Improper diet is the culprit of many diseases, especially stomach problems. Now many people suffer from stomach problems because they do not pay attention to their diet. Learning some simple dishes and having a comfortable meal at home is a beautiful thing in the world. The method of making egg white coconut cake is very simple, and those who are interested may wish to learn it.

1. Prepare the materials, three kinds of raw materials, 70 grams each~

2. Pour the egg white into a bowl without oil or water, beat it at low speed until it becomes fish-eye bubbles, then add fine sugar three times.

3. Beat until it becomes wet foam and a small curved corner appears when you lift the whisk.
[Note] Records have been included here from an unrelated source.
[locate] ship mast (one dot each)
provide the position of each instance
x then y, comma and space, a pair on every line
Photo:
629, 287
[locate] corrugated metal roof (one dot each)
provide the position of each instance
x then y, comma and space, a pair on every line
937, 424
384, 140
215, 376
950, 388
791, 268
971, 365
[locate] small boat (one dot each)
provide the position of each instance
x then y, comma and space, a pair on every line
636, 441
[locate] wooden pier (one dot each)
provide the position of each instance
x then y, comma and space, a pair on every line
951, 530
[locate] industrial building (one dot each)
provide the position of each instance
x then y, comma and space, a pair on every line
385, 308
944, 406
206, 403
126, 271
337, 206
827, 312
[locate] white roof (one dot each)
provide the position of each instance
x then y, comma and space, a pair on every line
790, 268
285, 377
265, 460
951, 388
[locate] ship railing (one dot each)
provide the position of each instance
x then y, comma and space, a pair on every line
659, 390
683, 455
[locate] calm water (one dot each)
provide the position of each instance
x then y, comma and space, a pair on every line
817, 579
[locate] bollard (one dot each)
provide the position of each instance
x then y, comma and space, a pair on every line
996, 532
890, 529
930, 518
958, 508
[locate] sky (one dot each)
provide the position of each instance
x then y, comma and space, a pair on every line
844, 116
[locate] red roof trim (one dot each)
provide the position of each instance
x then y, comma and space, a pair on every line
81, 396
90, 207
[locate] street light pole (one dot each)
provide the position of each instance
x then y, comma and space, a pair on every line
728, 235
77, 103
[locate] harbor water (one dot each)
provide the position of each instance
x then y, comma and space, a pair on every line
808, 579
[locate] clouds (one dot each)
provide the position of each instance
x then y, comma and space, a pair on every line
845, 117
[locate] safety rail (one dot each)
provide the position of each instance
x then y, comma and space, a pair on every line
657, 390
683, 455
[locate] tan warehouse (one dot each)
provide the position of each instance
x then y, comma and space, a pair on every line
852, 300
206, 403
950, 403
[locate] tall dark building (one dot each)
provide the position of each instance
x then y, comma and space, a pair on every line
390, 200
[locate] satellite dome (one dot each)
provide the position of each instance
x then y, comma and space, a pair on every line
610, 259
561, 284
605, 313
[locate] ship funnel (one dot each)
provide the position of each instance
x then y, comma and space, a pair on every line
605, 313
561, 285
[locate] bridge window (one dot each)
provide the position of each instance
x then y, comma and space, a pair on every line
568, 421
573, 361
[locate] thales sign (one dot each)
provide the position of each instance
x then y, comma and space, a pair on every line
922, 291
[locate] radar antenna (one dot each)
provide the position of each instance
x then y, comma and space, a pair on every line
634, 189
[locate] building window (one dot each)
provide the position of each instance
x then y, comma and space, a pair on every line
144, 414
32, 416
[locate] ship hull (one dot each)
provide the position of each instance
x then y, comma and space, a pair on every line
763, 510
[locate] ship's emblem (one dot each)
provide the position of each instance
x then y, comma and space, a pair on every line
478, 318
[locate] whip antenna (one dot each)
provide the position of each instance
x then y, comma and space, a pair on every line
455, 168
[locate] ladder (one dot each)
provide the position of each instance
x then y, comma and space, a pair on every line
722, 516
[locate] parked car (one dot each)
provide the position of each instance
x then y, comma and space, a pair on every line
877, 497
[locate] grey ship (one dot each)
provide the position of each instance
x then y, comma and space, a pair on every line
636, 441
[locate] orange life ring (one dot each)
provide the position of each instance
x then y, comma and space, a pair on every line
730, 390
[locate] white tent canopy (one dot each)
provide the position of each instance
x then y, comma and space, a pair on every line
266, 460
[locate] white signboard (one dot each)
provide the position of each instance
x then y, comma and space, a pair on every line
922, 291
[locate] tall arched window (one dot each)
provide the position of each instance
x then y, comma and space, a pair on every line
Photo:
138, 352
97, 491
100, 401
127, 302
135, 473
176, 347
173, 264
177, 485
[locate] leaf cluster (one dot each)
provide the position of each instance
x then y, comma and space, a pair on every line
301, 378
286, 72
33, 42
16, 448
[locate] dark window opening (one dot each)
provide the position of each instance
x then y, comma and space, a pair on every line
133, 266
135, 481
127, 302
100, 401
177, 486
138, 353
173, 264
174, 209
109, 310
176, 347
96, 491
4. Add the shredded coconut and stir quickly without making circles.

5. Put it into the piping bag.

6. Squeeze out the flower shape on the baking tray. The chrysanthemum mouth I used today is too big, so it’s better to use a smaller one.

7. Preheat the oven to 170°C, bake for 20 minutes.

8. Take out of the oven. The biscuits should be crispy inside and out. If they are soft inside, bake them for a little longer.

In order to make the taste better, restaurants usually add a lot of seasonings, which can easily affect health. The method of making protein coconut pancakes uses less seasoning and is good for health.